Why I’m Not Planning My Work in Progress

Those of you who follow this blog will be saddened to learn of the passing of our friend Jon Zech this past Friday. He was a writer and a friend. He fought a long battle with cancer. Death may have taken him, but it did not win. Jon’s work lives on in his books, and his spirit lives in the hearts of his friends.

 

Here’s this week’s blog:

In the last six weeks or so I’ve been hard at work on a new novel. I’ve written five chapters as of this blog, and have the writer’s excitement that this is the project I was meant to write and which will someday prove successful.[1]

But unlike my previous, unpublished attempts at novels, I’m not outlining this one. There’s a general plan, of course—a central idea, a major theme and several sub-themes, and a group of characters I have been living with and getting to know, but I have not planned this book to the end.

Nor will I.

The first novel I wrote was my thesis project in the MFA program at NILA (a fabulous and fast-growing program, I’m proud to say). About half of it was based on the events in the last week of the life of a French politician and newspaper editor who almost single-handedly stopped World War I from starting.[2] Despite the fact that I had a historical template from which to build my plot, I outlined and re-outlined events and timelines, more than a dozen full revisions and countless smaller ones.

But as I’ve changed as a writer, I find outlines of less and less use. First, I’ve come to realize that setting a long-distance, immovable goal for a novel is futile, since I have so much to learn about the story while writing that it must change.

My second novel, Mr. Neutron,[3] also used many outlines, but by that point I began to realize their diminishing value. Most of them were constructed after I was about a third to halfway through the writing, when I had a clear sense of direction. I believe that keeping the path of the novel open led to a more fulfilling character revelation and a much more profound climax and dénouement (which, of course, someone will have to publish before any of you gets to read it).

A novel, they tell us in grad school, is supposed to make a statement about life, what it means to be human[4]. If that’s true, then we can only plan so much, and expect that our plans will change as the results of our decisions to achieve our goals become clear. We adapt in life; our characters adapt in theirs. And just because I’m the author doesn’t give me the right to restrict my players to rigid, predetermined paths. I’ve given them histories and goals, and a boatload of problems, but they’ll have to take it from there.
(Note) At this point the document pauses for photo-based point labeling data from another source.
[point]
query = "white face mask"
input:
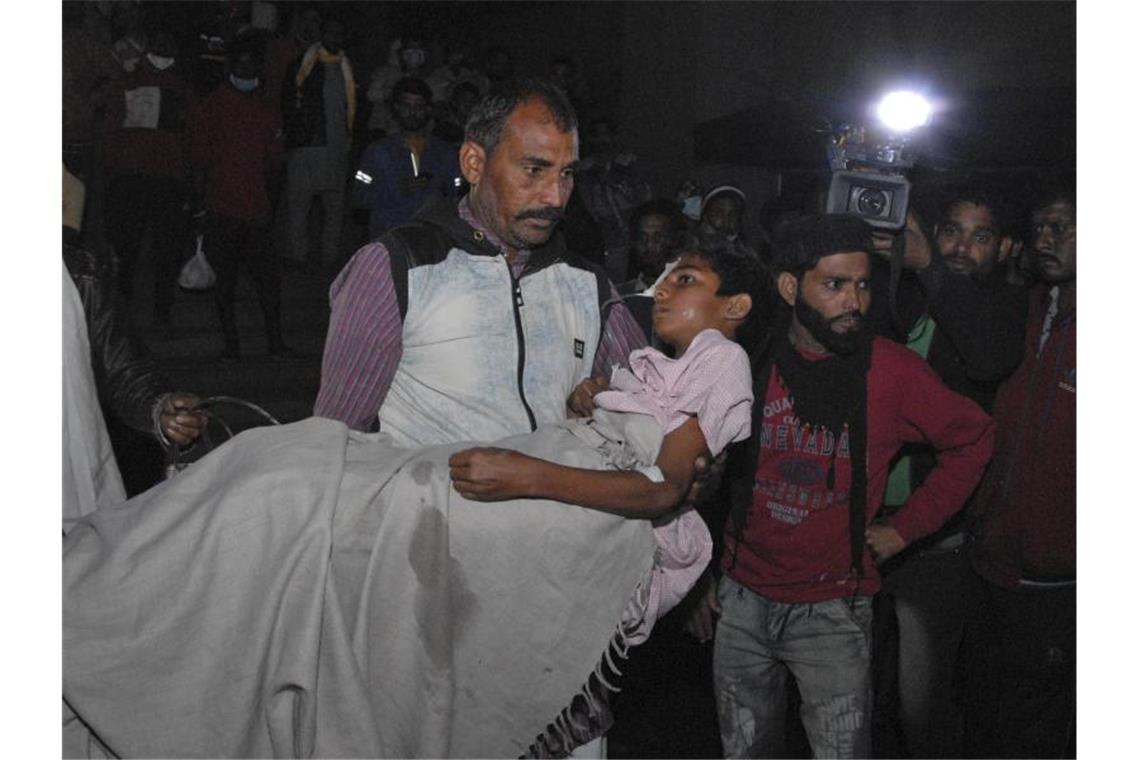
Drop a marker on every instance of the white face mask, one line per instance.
(159, 62)
(244, 84)
(414, 57)
(692, 206)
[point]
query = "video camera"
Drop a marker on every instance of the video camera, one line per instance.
(868, 170)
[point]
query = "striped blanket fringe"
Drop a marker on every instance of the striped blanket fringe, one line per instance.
(588, 714)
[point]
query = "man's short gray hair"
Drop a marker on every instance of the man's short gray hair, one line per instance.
(485, 124)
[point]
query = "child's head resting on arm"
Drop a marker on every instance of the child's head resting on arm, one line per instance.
(716, 284)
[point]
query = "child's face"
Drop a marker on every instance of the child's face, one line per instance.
(686, 303)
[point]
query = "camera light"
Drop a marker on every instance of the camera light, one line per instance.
(904, 111)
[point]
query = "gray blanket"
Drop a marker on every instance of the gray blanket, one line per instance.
(310, 591)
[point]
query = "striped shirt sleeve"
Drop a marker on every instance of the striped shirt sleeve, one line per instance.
(365, 341)
(620, 335)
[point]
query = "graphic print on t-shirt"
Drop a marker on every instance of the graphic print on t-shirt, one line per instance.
(791, 481)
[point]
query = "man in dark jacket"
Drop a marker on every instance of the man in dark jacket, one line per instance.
(833, 406)
(318, 105)
(1020, 629)
(104, 367)
(146, 152)
(969, 327)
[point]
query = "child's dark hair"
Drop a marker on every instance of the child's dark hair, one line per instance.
(740, 270)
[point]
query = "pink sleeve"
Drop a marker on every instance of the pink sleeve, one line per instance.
(620, 335)
(718, 390)
(726, 414)
(365, 341)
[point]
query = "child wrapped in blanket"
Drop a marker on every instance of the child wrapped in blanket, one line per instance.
(701, 399)
(311, 590)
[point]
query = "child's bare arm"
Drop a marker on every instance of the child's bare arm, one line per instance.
(490, 474)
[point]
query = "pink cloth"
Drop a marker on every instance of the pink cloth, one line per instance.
(714, 381)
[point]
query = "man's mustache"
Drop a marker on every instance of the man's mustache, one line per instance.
(854, 316)
(546, 214)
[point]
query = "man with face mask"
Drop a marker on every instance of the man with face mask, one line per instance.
(318, 108)
(406, 57)
(800, 548)
(404, 172)
(722, 210)
(236, 148)
(145, 153)
(281, 51)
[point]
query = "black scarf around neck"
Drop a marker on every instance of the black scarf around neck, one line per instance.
(831, 393)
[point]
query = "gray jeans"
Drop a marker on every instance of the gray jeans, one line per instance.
(825, 646)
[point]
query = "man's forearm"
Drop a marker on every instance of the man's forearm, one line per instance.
(619, 492)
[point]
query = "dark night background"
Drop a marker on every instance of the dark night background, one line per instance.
(739, 91)
(715, 91)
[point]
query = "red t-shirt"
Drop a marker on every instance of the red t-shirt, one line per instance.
(796, 545)
(236, 139)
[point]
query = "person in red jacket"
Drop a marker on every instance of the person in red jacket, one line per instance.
(236, 150)
(1020, 630)
(833, 406)
(145, 149)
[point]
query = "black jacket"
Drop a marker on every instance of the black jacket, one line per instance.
(303, 111)
(978, 340)
(128, 381)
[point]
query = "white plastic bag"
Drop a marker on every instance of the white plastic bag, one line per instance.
(197, 274)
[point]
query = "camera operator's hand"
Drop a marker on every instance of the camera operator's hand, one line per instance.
(917, 254)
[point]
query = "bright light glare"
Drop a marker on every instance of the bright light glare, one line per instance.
(904, 111)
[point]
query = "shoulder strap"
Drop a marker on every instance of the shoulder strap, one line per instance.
(409, 246)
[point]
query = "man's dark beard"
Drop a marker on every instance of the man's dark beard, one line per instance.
(820, 328)
(550, 214)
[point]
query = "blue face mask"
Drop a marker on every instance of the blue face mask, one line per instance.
(244, 84)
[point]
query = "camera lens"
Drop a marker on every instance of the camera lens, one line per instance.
(870, 202)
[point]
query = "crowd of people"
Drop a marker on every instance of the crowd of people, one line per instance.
(833, 463)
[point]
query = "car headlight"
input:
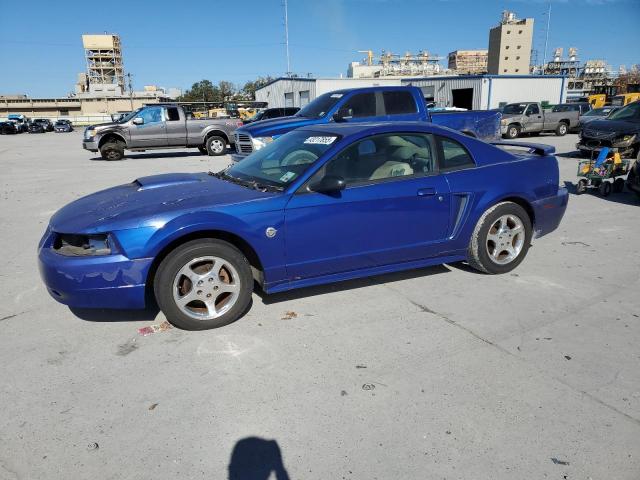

At most I’m going into each chapter with a single thought—after what just happened, what is X going to do next? It’s a bit scary to proceed this way, but then, it’s not much different from what we do every day in our real lives. And it keeps me wanting to write, because I want to know how it turns out.


[1] Which is why writers never allow themselves to get too excited.

[2] And I still believe Curtain Calls will see publication someday.

[3] For which I also still entertain high hopes.

[4] Not that anyone does that anymore—more like they make statements about their lives.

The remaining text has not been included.